Details
-
Bug
-
Resolution: Done
-
Major
-
None
-
4.12
-
Important
-
No
-
Rejected
-
False
-
Description
Description of problem
These four tests are frequently failing:
- [sig-node] Kubelet when scheduling a busybox command in a pod should print the output to logs
- [sig-node] Container Runtime blackbox test on terminated container should report termination message from log output if TerminationMessagePolicy FallbackToLogsOnError is set
- [sig-node] Pods should support retrieving logs from the container over websockets
- [sig-node] Kubelet when scheduling a read only busybox container should not write to root filesystem
The test failures all appear to be caused by an unexpected systemd error in the pod logs:
{ fail [k8s.io/kubernetes@v1.25.0/test/e2e/common/node/kubelet.go:79]: Timed out after 60.003s.

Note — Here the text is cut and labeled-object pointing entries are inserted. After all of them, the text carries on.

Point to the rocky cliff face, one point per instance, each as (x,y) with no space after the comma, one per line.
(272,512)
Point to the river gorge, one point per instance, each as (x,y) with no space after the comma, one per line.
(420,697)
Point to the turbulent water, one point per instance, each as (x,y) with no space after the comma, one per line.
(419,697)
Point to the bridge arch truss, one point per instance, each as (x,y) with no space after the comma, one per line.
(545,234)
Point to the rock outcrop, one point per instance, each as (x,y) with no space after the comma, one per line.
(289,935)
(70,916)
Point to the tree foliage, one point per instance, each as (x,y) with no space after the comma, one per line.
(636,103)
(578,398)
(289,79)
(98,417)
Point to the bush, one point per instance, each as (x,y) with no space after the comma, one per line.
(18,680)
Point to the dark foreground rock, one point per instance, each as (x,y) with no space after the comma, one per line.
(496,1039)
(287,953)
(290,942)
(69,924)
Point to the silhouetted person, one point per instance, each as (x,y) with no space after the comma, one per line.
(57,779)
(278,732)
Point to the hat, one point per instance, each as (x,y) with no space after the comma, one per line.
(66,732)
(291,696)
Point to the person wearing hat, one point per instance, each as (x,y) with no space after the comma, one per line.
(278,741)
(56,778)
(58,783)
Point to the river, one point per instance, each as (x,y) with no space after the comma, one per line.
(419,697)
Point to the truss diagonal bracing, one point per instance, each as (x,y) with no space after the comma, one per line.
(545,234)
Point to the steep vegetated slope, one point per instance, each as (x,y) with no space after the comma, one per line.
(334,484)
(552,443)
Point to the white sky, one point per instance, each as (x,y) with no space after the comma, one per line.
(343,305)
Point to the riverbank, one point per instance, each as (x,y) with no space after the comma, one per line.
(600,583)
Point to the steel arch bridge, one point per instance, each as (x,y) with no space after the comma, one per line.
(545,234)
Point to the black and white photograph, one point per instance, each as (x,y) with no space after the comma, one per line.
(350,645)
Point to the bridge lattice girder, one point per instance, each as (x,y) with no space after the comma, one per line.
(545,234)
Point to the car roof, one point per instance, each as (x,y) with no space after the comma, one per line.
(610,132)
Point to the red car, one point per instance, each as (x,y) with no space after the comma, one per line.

Expected <string>: time=\"2023-04-24T17:03:56Z\" level=warning msg=\"skipping device /dev/char/10:200 for systemd: stat /sys/dev/char/10:200: no such file or directory\"\nHello World\n to equal <string>: Hello World\n Ginkgo exit error 1: exit with code 1}
{ fail [k8s.io/kubernetes@v1.25.0/test/e2e/common/node/runtime.go:167]: Expected <string>: time=\"2023-04-24T17:07:35Z\" level=warning msg=\"skipping device /dev/char/10:200 for systemd: stat /sys/dev/char/10:200: no such file or directory\"\nDONE to equal <string>: DONE Ginkgo exit error 1: exit with code 1}
{ fail [github.com/onsi/ginkgo/v2@v2.1.5-0.20220909190140-b488ab12695a/internal/suite.go:612]: Apr 24 17:12:57.845: Unexpected websocket logs: time="2023-04-24T17:12:55Z" level=warning msg="skipping device /dev/char/10:200 for systemd: stat /sys/dev/char/10:200: no such file or directory" container is alive Ginkgo exit error 1: exit with code 1}
{ fail [k8s.io/kubernetes@v1.25.0/test/e2e/common/node/kubelet.go:214]: Timed out after 60.002s. Expected <string>: "time="..." to equal | <string>: "/bin/s..." Ginkgo exit error 1: exit with code 1}
These above example failures come from https://prow.ci.openshift.org/view/gs/origin-ci-test/pr-logs/pull/openshift_cluster-ingress-operator/910/pull-ci-openshift-cluster-ingress-operator-release-4.12-e2e-aws-ovn-single-node/1650534308475047936.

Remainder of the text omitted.